Influenza transmission occurs mostly by breathing in respiratory droplets that enter the air when an infected person coughs or sneezes. Transmission also occurs through direct contact with respiratory droplets or secretions, followed by touching the nose or mouth.
Influenza leads to a variety of symptoms, ranging from mild to severe. One to four days after exposure to the virus, the illness starts very suddenly over a period of hours. Common symptoms include fever, headache, muscle ache, extreme fatigue, sore throat, cough and nasal congestion. While symptoms usually abate within one to two weeks, the virus can often lead to further, life-threatening complications, such as pneumonia. One of the most common misconceptions about influenza is that the symptoms of stomach flu (vomiting, diarrhea, and nausea) are related to influenza. Stomach flu is usually caused by bacteria or parasites and is rarely related to the influenza virus.
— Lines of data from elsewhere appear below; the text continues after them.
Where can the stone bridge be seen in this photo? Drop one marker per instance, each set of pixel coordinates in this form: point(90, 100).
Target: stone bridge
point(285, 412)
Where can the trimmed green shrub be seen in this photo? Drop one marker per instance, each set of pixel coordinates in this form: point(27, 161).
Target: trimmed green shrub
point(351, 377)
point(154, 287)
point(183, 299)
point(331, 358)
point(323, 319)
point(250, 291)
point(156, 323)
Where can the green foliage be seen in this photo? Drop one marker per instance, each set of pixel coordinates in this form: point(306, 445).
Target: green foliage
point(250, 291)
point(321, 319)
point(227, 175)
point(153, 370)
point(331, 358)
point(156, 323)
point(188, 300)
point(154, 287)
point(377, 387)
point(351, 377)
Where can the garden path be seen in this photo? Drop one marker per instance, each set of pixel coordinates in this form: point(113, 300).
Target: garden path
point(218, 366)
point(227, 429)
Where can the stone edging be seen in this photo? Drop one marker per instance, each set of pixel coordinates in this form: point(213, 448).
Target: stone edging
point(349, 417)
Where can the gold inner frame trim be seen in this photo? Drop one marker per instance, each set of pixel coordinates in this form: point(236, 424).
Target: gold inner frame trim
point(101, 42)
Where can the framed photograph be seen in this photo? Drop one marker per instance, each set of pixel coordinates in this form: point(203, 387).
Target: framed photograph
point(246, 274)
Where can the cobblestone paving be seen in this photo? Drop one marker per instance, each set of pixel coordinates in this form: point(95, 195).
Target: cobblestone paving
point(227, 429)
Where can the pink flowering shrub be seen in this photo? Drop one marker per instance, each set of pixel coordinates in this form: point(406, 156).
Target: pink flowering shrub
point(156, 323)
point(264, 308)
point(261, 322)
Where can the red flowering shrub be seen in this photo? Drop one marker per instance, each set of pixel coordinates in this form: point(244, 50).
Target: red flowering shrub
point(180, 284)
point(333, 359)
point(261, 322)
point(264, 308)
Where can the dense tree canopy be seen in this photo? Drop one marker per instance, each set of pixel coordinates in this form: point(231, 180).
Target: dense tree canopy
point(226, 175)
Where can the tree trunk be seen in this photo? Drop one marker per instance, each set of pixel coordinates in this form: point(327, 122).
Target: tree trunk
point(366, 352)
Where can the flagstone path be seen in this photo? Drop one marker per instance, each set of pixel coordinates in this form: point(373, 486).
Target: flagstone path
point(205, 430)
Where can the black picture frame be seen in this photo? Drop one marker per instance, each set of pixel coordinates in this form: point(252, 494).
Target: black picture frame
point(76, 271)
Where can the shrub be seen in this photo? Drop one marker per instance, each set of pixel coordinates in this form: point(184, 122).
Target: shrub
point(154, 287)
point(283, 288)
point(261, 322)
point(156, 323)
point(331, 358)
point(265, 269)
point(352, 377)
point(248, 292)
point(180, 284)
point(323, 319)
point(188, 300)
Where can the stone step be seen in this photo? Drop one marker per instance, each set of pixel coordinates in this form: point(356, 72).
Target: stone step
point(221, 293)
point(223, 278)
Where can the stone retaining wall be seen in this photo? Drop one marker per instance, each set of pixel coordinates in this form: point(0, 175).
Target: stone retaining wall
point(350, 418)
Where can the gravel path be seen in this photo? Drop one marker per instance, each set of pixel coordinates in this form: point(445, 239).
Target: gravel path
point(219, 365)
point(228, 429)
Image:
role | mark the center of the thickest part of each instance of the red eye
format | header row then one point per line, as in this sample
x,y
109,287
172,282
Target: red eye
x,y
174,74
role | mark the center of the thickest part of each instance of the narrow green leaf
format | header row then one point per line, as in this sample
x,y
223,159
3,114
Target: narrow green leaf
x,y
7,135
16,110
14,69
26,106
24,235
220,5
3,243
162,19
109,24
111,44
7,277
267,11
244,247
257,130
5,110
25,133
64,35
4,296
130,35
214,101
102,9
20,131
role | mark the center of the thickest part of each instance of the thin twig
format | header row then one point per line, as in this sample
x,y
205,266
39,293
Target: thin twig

The most effective way to counter influenza is to be vaccinated against influenza. Vaccination has shown to be successful in protecting against dangerous influenza-related complications that could lead to hospitalization and death. The overall effectiveness of the yearly vaccine is dependent on its ability to match the strains that cause the illness. According to the National Foundation for Infectious Diseases, the influenza vaccine can prevent disease symptoms in 70-90% of healthy young adults. Influenza vaccine manufacturers include particular strains of the virus for inclusion in the vaccine, based on annual recommendations received from the World Health Organization (WHO).
Current influenza virus vaccines are administered via injection and are based on inactivated (killed) whole viruses that are grown in chicken eggs, harvested, chemically inactivated, purified and processed into vaccines. Throughout the multi-stage manufacturing process, the vaccine is tested for consistency, safety, and its ability to stimulate antibody production.
Demand for influenza vaccines is expected to more than double by 2010, driven by risks of a new influenza pandemic, the world's ageing population, and broader government vaccination recommendations. The U.S. Centers for Disease Control (CDC) recently lowered the recommended age for vaccination from 65 to 50 and has added infants between the ages of six and 23 months. Across Asia, governments have already broadened their vaccination recommendations to minimize confusion between influenza and SARS infections, with Singapore now recommending annual influenza vaccination for the entire population. In Europe, recommendations could also evolve in future years. For example, since the beginning of 2003, influenza vaccination has been encouraged in Belgium for those 50 years of age and older.